This is just criminal.
An Army war hero turned whistleblower told Congress Thursday that the military retaliated against him for talking to Congress about his plan to trade one Taliban warlord for at least six American and Canadian hostages, including Sgt. Bowe Bergdahl.
Ultimately, the State Department insisted on a deal to free the Taliban five for just Bergdahl, and rejected his plans to secure the release of more hostages.
Lt. Col. Jason Amerine testified Thursday before the Senate Homeland Security and Government Affairs Committee. Amerine is a Green Beret who the Army had treated as a war hero for his role in the 2001 invasion of Afghanistan, and who later helped the military promote recruitment through media appearances.
He told the panel he was well into a plan to try to win the release of at least six Americans and Canadians. Aside from Bergdahl, Amerine was hoping to free Caitlin Coleman, who vanished in Afghanistan while pregnant in the fall of 2012, and her Canadian husband Josh Boyle. Coleman had a baby while in captivity.

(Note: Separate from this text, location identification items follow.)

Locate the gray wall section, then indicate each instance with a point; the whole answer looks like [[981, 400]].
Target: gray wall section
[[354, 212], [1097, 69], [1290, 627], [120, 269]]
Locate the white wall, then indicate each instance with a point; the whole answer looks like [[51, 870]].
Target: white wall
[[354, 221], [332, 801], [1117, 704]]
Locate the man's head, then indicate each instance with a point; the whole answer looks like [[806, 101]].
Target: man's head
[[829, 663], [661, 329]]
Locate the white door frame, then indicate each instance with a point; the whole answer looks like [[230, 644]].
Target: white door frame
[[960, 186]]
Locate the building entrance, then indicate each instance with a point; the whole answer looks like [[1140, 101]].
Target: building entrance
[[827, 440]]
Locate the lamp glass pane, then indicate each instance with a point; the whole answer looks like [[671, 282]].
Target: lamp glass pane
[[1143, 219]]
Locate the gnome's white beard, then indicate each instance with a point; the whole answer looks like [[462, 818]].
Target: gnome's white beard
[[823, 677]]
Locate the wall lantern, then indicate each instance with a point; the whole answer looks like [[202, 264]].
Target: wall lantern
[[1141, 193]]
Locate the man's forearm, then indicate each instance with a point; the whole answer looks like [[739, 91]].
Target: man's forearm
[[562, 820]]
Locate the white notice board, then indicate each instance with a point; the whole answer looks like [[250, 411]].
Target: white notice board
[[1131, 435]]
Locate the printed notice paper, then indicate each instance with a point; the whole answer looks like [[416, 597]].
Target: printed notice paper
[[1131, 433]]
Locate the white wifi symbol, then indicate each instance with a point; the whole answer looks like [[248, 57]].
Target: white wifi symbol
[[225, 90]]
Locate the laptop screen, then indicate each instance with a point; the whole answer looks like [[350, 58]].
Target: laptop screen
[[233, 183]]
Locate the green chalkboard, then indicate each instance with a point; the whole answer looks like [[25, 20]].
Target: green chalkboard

Another hostage was Collin Rutherford, a tourist captured by the Taliban in late October 2010, and there was another hostage that Amerine declined to name. Previous media reports identify that hostage as Warren Weinstein, a U.S. Agency for International Development worker held for years who President Obama recently announced was accidentally killed along with an Italian aid worker in a CIA drone strike in Pakistan in January.
Amerine said his office at the Pentagon “was working every initiative possible” to get the hostages home when “we saw that no one else” was trying to do so.